パークホームズ立川の「半ソト空間」(写真提供/三井不動産レジデンシャル)
パークホームズ立川の「半ソト空間」(写真提供/三井不動産レジデンシャル)

 ある晴れた日の週末。湾岸エリアにあるタワーマンションの敷地内に広がる共用スペースでは、都会の喧騒(けんそう)をよそに複数の家族がテントを張り、バーベキューを楽しんでいる──。2019 年夏ごろには都内で実際に可能になる光景だ。

 三井不動産レジデンシャル(以下、三井不レジ)は、スノーピークと共同で東京・晴海にタワーマンション「パークタワー晴海」を開発し、19 年5 月に竣工する。敷地面積は約1 万9000平方メートル、総戸数1076 、地上48 階建ての超高層タワーマンションだ。最多販売価格帯は、6000万~7000万円程度で高額の部類に入る。

 同マンションの特徴の1 つに共用スペースに設けるキャンプフィールドがある。約500平方メートルの敷地で、テントを張ったキャンプやバーベキューが可能になる。必要な道具類は住民に貸し出す。それらはもちろんスノーピーク製品である。

 これだけではない。屋内の共用スペースは、住民の交流スペースとしての活用を想定し、スノーピークのテントやタープ、テーブル、チェアなども設置する。このスペースは地震などの災害時に、臨時の避難場所として活用できるメリットもある。

屋外の共用スペースにはキャンプサイトを設ける。バーベキューやテントを張っての宿泊も可能。バーべキューやキャンプに必要な道具を貸し出す
屋外の共用スペースにはキャンプサイトを設ける。バーベキューやテントを張っての宿泊も可能。バーべキューやキャンプに必要な道具を貸し出す
パークタワー晴海の屋内の共用スぺース「オーナーズリビング」。人工芝の上にスノーピークのテントやタープ、テーブル、チェアなどを設置する。主に住民の交流スペースとして活用する
パークタワー晴海の屋内の共用スぺース「オーナーズリビング」。人工芝の上にスノーピークのテントやタープ、テーブル、チェアなどを設置する。主に住民の交流スペースとして活用する

 スノーピークは、これらの共用スペースをプロデュースし、アウトドア用品を提供する。加えて、スノーピークのスタッフがテントや日差しや雨を防ぐためのタープの張り方、アウトドアでのコーヒーのいれ方などをレクチャーするプログラムも企画運営する。自社製品に触れる機会を増やすことで、ブランドの認知度を高め、販売につなげる狙いがある。

 一方、三井不レジは、スノーピークのブランド力を借り、都会でのアウトドア体験を付加価値として打ち出すことで、ファミリー層に同マンションを効果的に訴求できる。
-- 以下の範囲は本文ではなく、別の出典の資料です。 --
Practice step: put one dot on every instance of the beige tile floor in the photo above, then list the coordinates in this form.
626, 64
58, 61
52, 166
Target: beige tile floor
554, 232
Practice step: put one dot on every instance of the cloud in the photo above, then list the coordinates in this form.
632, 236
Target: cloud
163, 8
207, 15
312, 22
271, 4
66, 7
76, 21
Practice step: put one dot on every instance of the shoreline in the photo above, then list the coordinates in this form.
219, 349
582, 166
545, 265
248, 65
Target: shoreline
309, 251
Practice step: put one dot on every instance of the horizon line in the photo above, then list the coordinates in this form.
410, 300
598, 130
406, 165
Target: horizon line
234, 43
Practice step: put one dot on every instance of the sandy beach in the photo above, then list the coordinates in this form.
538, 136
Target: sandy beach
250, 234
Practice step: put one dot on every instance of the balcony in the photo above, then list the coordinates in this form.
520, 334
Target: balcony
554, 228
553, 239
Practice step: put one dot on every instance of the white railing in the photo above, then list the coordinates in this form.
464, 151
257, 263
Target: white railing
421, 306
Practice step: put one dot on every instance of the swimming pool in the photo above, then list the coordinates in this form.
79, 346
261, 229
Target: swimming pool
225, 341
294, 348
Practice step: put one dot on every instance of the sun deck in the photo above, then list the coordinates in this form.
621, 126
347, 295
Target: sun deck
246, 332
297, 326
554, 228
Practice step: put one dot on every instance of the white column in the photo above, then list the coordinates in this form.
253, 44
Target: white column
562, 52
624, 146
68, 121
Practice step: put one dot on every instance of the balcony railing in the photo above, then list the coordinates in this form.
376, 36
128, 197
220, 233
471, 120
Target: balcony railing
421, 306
 東京五輪を前に東京・豊洲などの湾岸部ではタワーマンションの開発ラッシュの様相を呈している。売れ残りを避けるためには、他にない魅力が欠かせない。そこで近年、手ぶらでバーベキューを楽しめる施設が人気を集めている点に注目。大型のスポーツ用品店ではキャンプ用品売り場が拡大傾向にある。そうした背景もあり、マンション内で手軽に可能なアウトドア体験は、ターゲットである30 、40 代の子育て世代の心をつかむコンテンツになると同社は判断した。

 同社都市開発二部事業室主事の小林悟氏は、「パークタワー晴海の販売は順調で、残り戸数は200 弱ほど。引き渡しが始まる19 年6 月までには、ほぼ売り切る予定」と語る。